Menderes ve DP iktidarı.
Yakın tarihimizin yüz karası bir olay. Büyük bir yağma ve 11 ölü.
16-25 Mart 1964...
İsmet İnönü ve CHP iktidarı
Yağma, talan vesaire yok.
Sadece '' 20 Dolar para ve 20 kilogram eşyanı taşıyacak bir bavul al ve ülkeyi terk et'' kararı.
O bahsettiğin '' ülke ekonomisindeki yeri zayıflayan'' Rumlardan sadece İstanbul'dan sürülenlerin sayısı 13.000.

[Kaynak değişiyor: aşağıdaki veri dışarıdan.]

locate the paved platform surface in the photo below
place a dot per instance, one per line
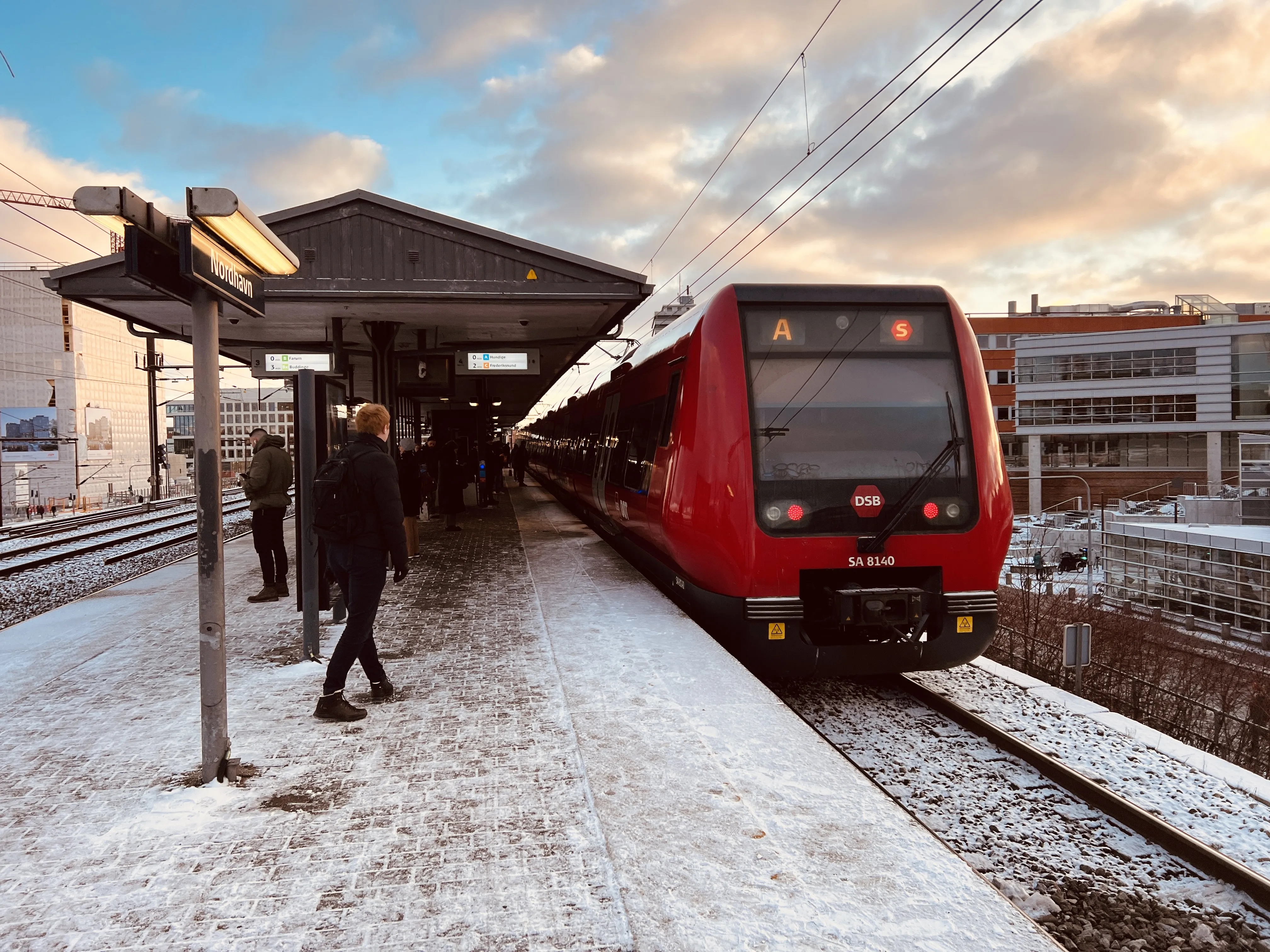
(572, 765)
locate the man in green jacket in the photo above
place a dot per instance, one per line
(266, 485)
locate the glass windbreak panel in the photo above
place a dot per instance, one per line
(850, 407)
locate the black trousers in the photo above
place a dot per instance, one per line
(361, 575)
(270, 545)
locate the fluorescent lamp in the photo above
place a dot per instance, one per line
(221, 211)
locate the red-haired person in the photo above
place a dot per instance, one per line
(359, 564)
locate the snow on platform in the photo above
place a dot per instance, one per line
(571, 763)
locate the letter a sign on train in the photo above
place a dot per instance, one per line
(867, 501)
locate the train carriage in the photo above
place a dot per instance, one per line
(811, 471)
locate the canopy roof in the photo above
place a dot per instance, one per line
(368, 258)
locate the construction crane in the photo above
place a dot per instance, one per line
(65, 205)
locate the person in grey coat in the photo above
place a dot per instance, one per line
(266, 485)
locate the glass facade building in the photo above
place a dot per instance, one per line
(1216, 573)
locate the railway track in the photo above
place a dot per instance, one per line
(1099, 867)
(96, 540)
(1142, 822)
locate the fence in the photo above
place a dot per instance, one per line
(1213, 700)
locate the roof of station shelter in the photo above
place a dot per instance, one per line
(370, 258)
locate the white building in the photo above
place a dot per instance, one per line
(1220, 574)
(70, 381)
(243, 409)
(1169, 399)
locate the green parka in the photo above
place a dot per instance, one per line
(266, 484)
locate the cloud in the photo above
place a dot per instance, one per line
(271, 167)
(27, 159)
(1103, 154)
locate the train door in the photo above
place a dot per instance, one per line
(606, 447)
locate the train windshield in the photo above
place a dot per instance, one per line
(850, 407)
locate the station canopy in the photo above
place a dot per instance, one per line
(373, 262)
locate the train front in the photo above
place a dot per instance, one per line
(882, 512)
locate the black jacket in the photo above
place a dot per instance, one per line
(375, 473)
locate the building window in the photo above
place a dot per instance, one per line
(1109, 365)
(1250, 377)
(998, 342)
(1211, 582)
(1084, 412)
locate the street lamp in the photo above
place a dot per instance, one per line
(221, 211)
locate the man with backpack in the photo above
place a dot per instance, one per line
(266, 485)
(358, 511)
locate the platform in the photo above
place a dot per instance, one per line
(572, 765)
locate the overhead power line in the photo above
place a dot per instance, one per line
(832, 134)
(878, 143)
(752, 121)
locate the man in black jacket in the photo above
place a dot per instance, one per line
(358, 564)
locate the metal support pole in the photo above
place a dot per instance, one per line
(211, 539)
(152, 374)
(306, 426)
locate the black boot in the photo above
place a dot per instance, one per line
(335, 707)
(266, 594)
(381, 690)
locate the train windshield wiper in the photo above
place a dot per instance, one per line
(952, 451)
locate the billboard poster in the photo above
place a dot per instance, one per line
(97, 433)
(30, 433)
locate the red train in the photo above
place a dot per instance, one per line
(812, 471)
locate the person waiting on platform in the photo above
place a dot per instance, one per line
(520, 460)
(412, 497)
(451, 480)
(358, 563)
(266, 485)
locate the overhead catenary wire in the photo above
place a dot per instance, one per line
(92, 252)
(859, 134)
(878, 143)
(87, 218)
(748, 125)
(823, 141)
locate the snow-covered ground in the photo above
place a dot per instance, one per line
(30, 593)
(1074, 867)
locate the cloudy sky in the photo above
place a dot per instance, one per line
(1098, 151)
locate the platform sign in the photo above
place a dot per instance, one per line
(523, 362)
(284, 364)
(208, 262)
(867, 501)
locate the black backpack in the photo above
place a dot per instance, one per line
(337, 499)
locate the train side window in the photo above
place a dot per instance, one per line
(672, 398)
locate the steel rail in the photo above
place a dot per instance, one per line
(168, 544)
(86, 532)
(1164, 835)
(7, 570)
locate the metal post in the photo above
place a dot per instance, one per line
(306, 426)
(211, 539)
(153, 389)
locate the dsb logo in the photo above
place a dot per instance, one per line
(868, 502)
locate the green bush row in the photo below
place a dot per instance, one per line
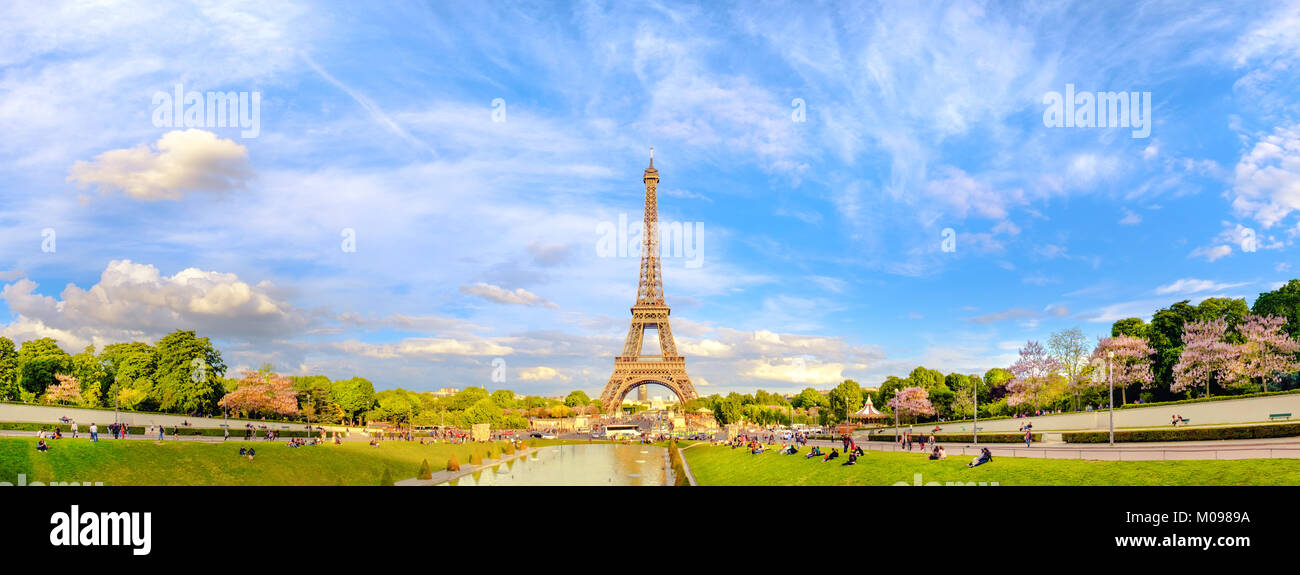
(1239, 432)
(966, 437)
(142, 429)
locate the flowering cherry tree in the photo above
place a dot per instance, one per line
(1269, 351)
(66, 390)
(1130, 366)
(263, 393)
(1031, 374)
(913, 401)
(1207, 357)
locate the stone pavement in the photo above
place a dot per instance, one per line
(1165, 450)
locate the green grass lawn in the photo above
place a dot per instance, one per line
(216, 463)
(724, 466)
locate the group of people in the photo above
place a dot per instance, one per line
(908, 440)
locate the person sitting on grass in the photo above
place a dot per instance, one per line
(984, 457)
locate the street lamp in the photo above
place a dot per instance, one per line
(1110, 381)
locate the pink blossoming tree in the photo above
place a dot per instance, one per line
(66, 390)
(1031, 374)
(263, 393)
(1130, 366)
(1207, 357)
(1269, 350)
(913, 402)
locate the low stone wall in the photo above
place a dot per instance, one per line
(85, 416)
(1213, 413)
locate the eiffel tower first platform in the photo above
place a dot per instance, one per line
(632, 368)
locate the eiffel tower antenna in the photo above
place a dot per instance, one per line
(632, 368)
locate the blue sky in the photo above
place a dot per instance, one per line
(822, 254)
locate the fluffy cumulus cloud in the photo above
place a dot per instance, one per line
(137, 301)
(542, 374)
(1190, 285)
(181, 161)
(493, 293)
(1266, 184)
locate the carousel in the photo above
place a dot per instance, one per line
(867, 414)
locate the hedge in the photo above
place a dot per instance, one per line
(679, 468)
(141, 429)
(966, 437)
(1201, 433)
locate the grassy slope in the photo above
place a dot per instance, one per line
(723, 466)
(215, 463)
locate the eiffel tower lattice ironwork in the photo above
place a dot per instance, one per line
(632, 368)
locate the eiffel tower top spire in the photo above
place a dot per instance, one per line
(650, 288)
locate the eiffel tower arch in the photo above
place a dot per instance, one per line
(632, 368)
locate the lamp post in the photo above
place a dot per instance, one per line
(1110, 381)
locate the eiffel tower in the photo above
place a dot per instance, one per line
(632, 368)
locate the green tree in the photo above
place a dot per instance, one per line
(354, 396)
(577, 398)
(87, 368)
(8, 370)
(38, 363)
(128, 366)
(809, 398)
(189, 374)
(1131, 327)
(845, 400)
(727, 410)
(505, 398)
(1283, 302)
(996, 380)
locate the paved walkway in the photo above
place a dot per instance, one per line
(1279, 448)
(443, 476)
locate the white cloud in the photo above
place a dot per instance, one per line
(187, 160)
(1266, 181)
(1188, 285)
(519, 297)
(542, 374)
(1210, 253)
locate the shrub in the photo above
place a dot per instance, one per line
(966, 437)
(1238, 432)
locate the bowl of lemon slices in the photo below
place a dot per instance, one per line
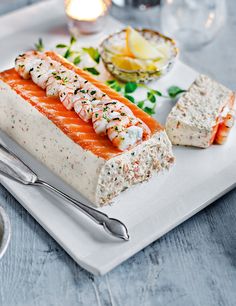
(134, 55)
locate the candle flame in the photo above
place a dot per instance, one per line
(87, 10)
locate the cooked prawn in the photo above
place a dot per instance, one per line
(125, 132)
(105, 112)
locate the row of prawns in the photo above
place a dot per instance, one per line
(109, 117)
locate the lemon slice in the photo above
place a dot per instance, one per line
(139, 47)
(126, 63)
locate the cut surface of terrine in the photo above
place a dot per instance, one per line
(194, 120)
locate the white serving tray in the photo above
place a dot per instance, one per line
(149, 210)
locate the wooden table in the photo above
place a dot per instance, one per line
(194, 264)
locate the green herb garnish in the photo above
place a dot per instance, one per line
(93, 53)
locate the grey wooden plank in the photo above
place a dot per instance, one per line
(195, 264)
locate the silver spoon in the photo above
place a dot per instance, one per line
(13, 167)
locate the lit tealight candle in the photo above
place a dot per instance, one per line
(86, 16)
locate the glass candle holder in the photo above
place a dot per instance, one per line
(86, 16)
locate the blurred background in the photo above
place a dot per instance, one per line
(203, 28)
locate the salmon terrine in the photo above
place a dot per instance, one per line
(93, 138)
(203, 115)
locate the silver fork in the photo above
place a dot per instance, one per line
(13, 167)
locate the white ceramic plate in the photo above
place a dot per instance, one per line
(149, 210)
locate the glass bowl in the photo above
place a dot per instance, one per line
(108, 49)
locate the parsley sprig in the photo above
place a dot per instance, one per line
(75, 54)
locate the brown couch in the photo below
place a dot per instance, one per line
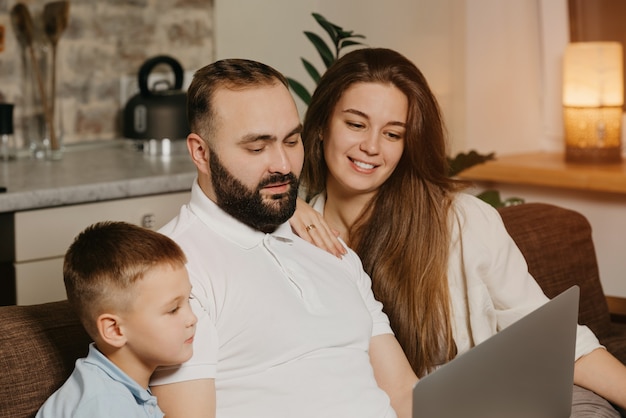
(39, 343)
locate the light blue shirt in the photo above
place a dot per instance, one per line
(97, 388)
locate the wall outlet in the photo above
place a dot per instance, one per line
(129, 84)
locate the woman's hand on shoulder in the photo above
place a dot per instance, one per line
(311, 226)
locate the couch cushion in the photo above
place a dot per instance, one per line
(558, 247)
(39, 345)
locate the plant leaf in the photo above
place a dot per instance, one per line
(464, 161)
(315, 75)
(299, 90)
(322, 49)
(347, 43)
(331, 29)
(492, 197)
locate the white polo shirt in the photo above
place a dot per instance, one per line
(283, 327)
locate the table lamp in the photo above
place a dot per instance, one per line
(593, 96)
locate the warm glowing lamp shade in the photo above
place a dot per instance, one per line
(593, 96)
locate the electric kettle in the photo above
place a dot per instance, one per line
(157, 113)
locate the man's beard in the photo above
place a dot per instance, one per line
(248, 206)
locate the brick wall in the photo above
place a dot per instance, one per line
(105, 40)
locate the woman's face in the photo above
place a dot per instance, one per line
(365, 139)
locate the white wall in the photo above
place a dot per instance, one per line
(494, 66)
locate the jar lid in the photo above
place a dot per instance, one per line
(6, 118)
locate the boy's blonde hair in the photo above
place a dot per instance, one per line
(106, 260)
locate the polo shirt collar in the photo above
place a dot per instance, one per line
(227, 226)
(99, 360)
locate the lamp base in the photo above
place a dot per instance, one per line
(593, 155)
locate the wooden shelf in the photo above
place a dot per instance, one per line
(549, 169)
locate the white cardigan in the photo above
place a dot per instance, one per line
(490, 286)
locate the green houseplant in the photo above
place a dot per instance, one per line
(341, 39)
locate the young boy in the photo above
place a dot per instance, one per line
(130, 288)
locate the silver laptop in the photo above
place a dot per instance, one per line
(524, 371)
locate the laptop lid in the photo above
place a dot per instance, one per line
(524, 371)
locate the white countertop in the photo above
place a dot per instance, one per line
(89, 173)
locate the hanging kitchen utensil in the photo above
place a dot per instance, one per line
(55, 19)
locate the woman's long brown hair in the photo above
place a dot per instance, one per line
(403, 234)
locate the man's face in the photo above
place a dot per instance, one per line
(250, 206)
(256, 155)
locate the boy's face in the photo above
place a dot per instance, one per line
(160, 325)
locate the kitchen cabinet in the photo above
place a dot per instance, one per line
(42, 236)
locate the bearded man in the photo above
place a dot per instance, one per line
(284, 329)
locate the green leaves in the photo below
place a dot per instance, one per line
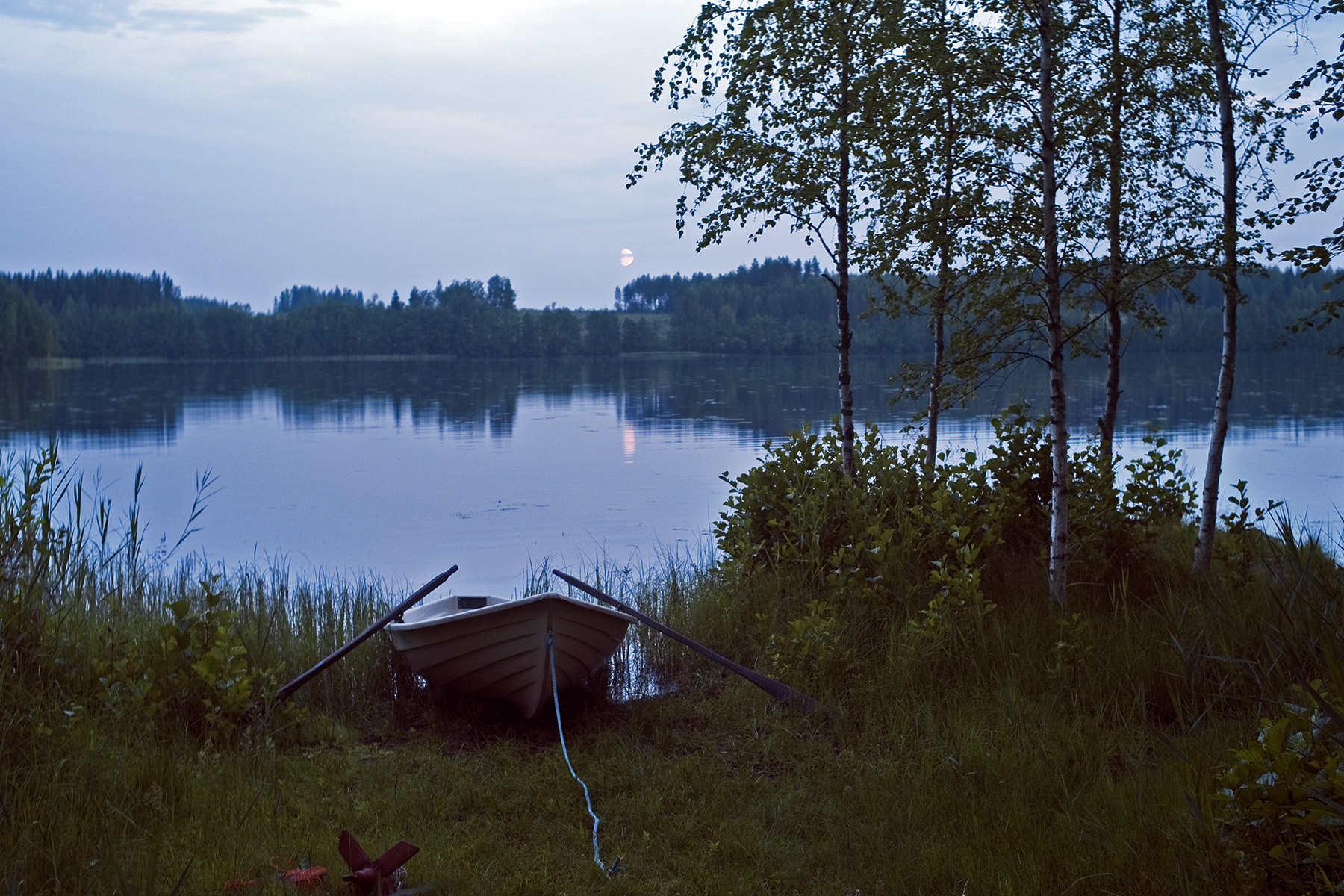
(196, 673)
(1283, 795)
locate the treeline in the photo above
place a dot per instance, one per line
(777, 307)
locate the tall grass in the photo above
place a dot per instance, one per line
(1023, 748)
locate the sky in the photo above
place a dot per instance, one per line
(249, 146)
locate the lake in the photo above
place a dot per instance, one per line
(401, 467)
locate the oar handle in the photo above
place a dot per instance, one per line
(284, 694)
(777, 689)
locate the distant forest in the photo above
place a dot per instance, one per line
(777, 307)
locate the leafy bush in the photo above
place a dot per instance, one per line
(1284, 795)
(194, 671)
(914, 543)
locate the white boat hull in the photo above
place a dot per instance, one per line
(499, 650)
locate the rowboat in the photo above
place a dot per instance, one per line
(497, 648)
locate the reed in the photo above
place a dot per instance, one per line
(1021, 750)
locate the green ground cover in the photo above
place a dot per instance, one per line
(980, 741)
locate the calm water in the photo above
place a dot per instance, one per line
(405, 467)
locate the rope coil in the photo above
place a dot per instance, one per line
(556, 697)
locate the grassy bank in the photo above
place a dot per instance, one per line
(980, 741)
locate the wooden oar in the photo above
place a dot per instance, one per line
(777, 689)
(284, 694)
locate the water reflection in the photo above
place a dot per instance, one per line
(756, 398)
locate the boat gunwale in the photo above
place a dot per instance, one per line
(504, 603)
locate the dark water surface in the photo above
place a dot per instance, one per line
(405, 467)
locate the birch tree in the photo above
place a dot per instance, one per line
(932, 242)
(789, 92)
(1236, 31)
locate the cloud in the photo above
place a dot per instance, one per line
(112, 15)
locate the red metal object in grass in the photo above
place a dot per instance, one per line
(374, 877)
(297, 876)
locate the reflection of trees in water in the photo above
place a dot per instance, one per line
(759, 396)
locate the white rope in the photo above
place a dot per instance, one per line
(556, 696)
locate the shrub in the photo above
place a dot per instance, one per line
(1283, 795)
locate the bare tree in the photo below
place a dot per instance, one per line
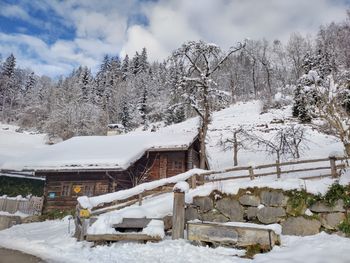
(236, 141)
(201, 61)
(288, 141)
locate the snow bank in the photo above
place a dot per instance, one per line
(162, 205)
(155, 228)
(51, 241)
(90, 202)
(14, 144)
(91, 152)
(18, 213)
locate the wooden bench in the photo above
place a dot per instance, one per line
(130, 229)
(237, 234)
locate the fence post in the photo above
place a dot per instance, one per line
(194, 181)
(251, 173)
(178, 214)
(332, 160)
(140, 199)
(278, 169)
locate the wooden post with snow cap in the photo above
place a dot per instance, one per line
(194, 181)
(251, 173)
(278, 168)
(332, 160)
(179, 210)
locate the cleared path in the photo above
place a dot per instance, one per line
(14, 256)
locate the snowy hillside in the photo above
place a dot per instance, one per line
(245, 115)
(15, 144)
(248, 116)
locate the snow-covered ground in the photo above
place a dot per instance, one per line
(249, 116)
(52, 241)
(15, 144)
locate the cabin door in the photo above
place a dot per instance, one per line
(163, 165)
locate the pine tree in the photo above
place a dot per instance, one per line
(136, 66)
(125, 67)
(124, 115)
(30, 83)
(8, 68)
(144, 65)
(143, 107)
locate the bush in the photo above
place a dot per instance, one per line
(13, 186)
(345, 226)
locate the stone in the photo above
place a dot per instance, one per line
(239, 236)
(273, 198)
(30, 219)
(205, 203)
(249, 200)
(296, 211)
(231, 209)
(331, 220)
(251, 213)
(269, 215)
(214, 216)
(8, 221)
(168, 222)
(300, 226)
(320, 207)
(191, 213)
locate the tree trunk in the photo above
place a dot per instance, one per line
(235, 150)
(347, 148)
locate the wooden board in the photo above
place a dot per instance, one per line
(121, 237)
(239, 236)
(133, 223)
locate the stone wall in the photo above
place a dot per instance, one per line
(267, 206)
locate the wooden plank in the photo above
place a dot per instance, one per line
(304, 161)
(133, 223)
(240, 236)
(305, 169)
(333, 167)
(227, 178)
(315, 177)
(122, 236)
(178, 215)
(251, 173)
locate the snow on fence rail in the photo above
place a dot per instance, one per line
(327, 167)
(120, 199)
(129, 195)
(94, 206)
(28, 206)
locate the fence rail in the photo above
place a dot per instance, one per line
(280, 169)
(29, 206)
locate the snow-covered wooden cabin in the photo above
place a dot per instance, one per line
(95, 165)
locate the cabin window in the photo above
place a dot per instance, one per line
(89, 190)
(66, 190)
(177, 165)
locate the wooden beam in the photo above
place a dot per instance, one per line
(133, 223)
(121, 237)
(178, 215)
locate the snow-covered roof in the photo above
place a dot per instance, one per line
(101, 152)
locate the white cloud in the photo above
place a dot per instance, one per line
(227, 22)
(13, 11)
(101, 27)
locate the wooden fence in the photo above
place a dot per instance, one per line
(325, 167)
(31, 206)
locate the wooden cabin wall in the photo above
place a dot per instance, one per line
(60, 186)
(63, 188)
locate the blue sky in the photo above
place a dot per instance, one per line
(54, 36)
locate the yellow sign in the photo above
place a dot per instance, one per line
(84, 213)
(77, 189)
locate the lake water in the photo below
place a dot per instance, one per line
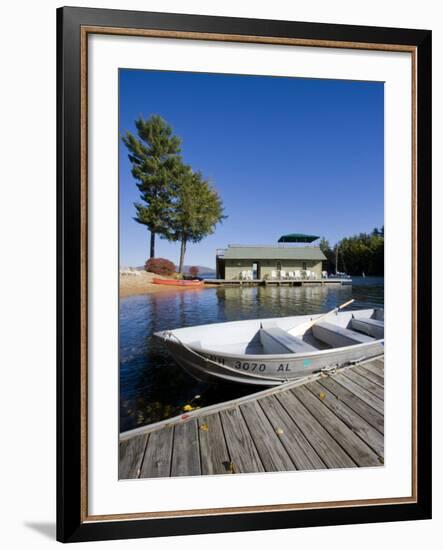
(153, 387)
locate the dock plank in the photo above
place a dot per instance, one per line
(297, 445)
(371, 376)
(360, 392)
(273, 454)
(214, 452)
(376, 367)
(369, 414)
(351, 419)
(324, 421)
(356, 448)
(365, 383)
(326, 447)
(131, 452)
(186, 450)
(244, 455)
(157, 460)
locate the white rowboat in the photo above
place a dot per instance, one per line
(271, 351)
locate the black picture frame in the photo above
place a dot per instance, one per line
(72, 524)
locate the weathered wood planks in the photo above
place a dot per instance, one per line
(327, 421)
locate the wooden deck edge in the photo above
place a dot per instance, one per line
(233, 402)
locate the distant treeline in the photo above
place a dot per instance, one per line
(363, 253)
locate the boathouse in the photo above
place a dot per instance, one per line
(291, 257)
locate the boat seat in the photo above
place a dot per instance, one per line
(371, 327)
(276, 340)
(337, 336)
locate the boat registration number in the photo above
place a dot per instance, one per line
(260, 367)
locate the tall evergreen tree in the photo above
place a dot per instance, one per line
(196, 210)
(155, 157)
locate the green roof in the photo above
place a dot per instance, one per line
(297, 238)
(274, 253)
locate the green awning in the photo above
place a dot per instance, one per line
(297, 238)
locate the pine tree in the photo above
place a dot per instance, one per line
(155, 159)
(196, 210)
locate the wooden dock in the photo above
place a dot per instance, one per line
(333, 420)
(277, 282)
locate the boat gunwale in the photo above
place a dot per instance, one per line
(251, 357)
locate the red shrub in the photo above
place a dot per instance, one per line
(160, 266)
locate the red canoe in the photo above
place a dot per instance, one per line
(175, 282)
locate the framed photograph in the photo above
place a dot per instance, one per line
(244, 274)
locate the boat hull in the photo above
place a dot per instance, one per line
(265, 370)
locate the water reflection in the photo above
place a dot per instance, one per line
(153, 387)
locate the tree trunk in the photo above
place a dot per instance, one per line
(182, 255)
(152, 250)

20 Dolar ve 20 kilonun dışındaki mal varlıklarına ne oldu acaba?
Evet...Yorum bu kadar.
Selam ve sevgilerimle.
sami biberoğulları tarafından 9/8/2016 3:56:28 AM zamanında düzenlenmiştir.
Kemnur
sami biberoğulları
Her şeye rağmen 1964 e kadar Türkiye'de ( En azından İstanbul'da) Rumların var olduğunu söylüyorum. ( Bir iki anımda onlardan bahsettiğimi biliyorsun )
1964 de birden bulut oldular. İşte o bulut olan Rumların mal varlıklarına ne olduğunu soruyorum.